The Web contains a tremendous amount of information. It is challenging to determine which Web documents are relevant to a user query, and even more challenging to rank them according to their degrees of relevance. In this paper, we propose a probabilistic retrieval model using logistic regression for recognizing multiple-record Web documents against an application ontology, a simple conceptual modeling approach. We notice that many Web documents contain a sequence of chunks of textual information, each of which constitutes a “record.” This type of documents is referred to as multiple-record documents. In our categorization approach, a document is represented by a set of term frequencies of index terms, a density heuristic value, and a grouping heuristic value.
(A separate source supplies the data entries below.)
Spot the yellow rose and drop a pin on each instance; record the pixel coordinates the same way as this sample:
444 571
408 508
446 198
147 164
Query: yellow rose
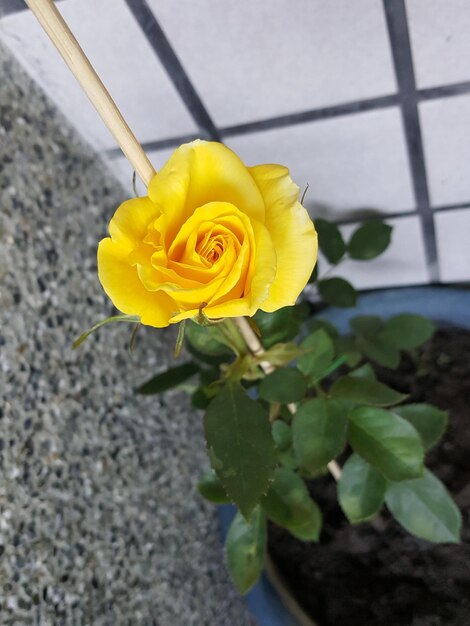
212 233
We first apply the logistic regression analysis on relevant probabilities using the (i) index terms, (ii) density value, and (iii) grouping value of each training document. Hereafter, the relevant probability of each test document is interpolated from the fitting curves. Contrary to other probabilistic retrieval models, our model makes only a weak independent assumption and is capable of handling any important dependent relationships among index terms. In addition, we use logistic regression, instead of linear regression analysis, because the relevance probabilities of training documents are discrete. Using a test set of car-ads and another one for obituary Web documents, our probabilistic model achieves the averaged recall ratio of 100%, precision ratio of 83.3%, and accuracy ratio of 92.5%.